“But what do they mean?”
Gabriel was suddenly immensely tired. “I don’t know. Calls Thunder gave them to you, so I’ll assume that it’s for you to learn, not me.”
Her face fell, and she cast her gaze down toward her lap. “I only gave them a hairpin,” she said, soft-voiced, reaching up to touch the feathers gently. “It didn’t mean anything.”
He hadn’t expected her thoughts to turn in that direction. He forgot, at times, that she was barely past sixteen; for all that the devil had laid on her, for all the power she held, she was still in many ways so very young.
“Was it something you treasured?” He knew it was; the hairpin had been made from bone polished smooth from care and use. “That was all Calls Thunder would consider, if you gave them something you valued in return.”

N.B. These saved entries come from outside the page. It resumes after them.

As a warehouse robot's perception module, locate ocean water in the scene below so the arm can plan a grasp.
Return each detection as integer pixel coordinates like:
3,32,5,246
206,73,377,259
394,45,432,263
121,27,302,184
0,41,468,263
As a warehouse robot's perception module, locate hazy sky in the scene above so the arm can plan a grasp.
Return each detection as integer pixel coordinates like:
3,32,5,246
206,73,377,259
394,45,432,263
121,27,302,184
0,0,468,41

Gabriel had long suspected that the dream-talker had given Isobel not a gift but a marker. Isobel of Flood, Isobel Devil’s Hand, could claim no special standing among natives. By giving her those feathers, he thought, Calls Thunder had marked her as someone of worth, of power. They might be enough to keep her safe in awkward situations, if she stepped wrong or the Agreement was in doubt.

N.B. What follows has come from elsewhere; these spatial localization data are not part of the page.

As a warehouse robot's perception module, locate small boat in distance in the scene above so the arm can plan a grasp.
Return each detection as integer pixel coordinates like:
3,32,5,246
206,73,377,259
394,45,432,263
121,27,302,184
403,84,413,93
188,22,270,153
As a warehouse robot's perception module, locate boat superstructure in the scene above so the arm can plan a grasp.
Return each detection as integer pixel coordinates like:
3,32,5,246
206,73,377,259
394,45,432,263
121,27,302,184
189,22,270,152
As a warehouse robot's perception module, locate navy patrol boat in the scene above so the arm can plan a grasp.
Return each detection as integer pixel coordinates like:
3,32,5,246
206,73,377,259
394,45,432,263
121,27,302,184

Might. He would not rely on them, nor allow her to, either.
“The thing that attacked me, in the circle.” She changed the subject as she took the coffee pot, now boiled, off the tripod and poured it into mugs, giving the first one to the old man. “I thought at first it might be a haint, that someone had died here and not been properly warded. But the feel of it . . . was wrong.” She paused, then handed him the second cup. “Haints sorrow, and sometimes they’re fierce-mad. But this didn’t . . . this didn’t feel right.”

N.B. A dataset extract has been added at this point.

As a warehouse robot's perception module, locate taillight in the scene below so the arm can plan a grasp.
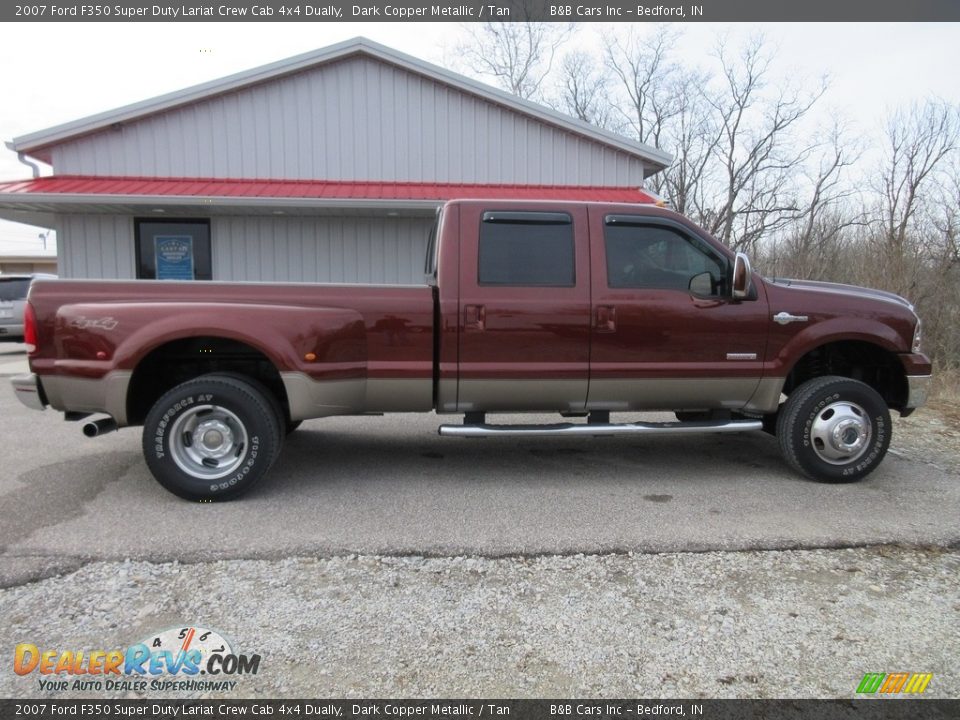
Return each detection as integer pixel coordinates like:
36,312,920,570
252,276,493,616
23,303,37,355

Gabriel blew on his coffee to cool it, then took a sip and winced. She’d over-boiled it again. “Well, it wasn’t a fetch, or we’d be trying to sew our faces back on.”
“I don’t know what it was.” Her voice was tight, too high, and he waited while she stirred what was left in the coffee pot, frowning at the grounds as though they could tell her something but wouldn’t.
“You think whatever it is”—he made a vague gesture with his cup—“is causing the quakes?” It would follow: this was where the old man said the quakes began. “And the magicians . . . were they trying to contain it, or did they create it?” His bet would be on the latter.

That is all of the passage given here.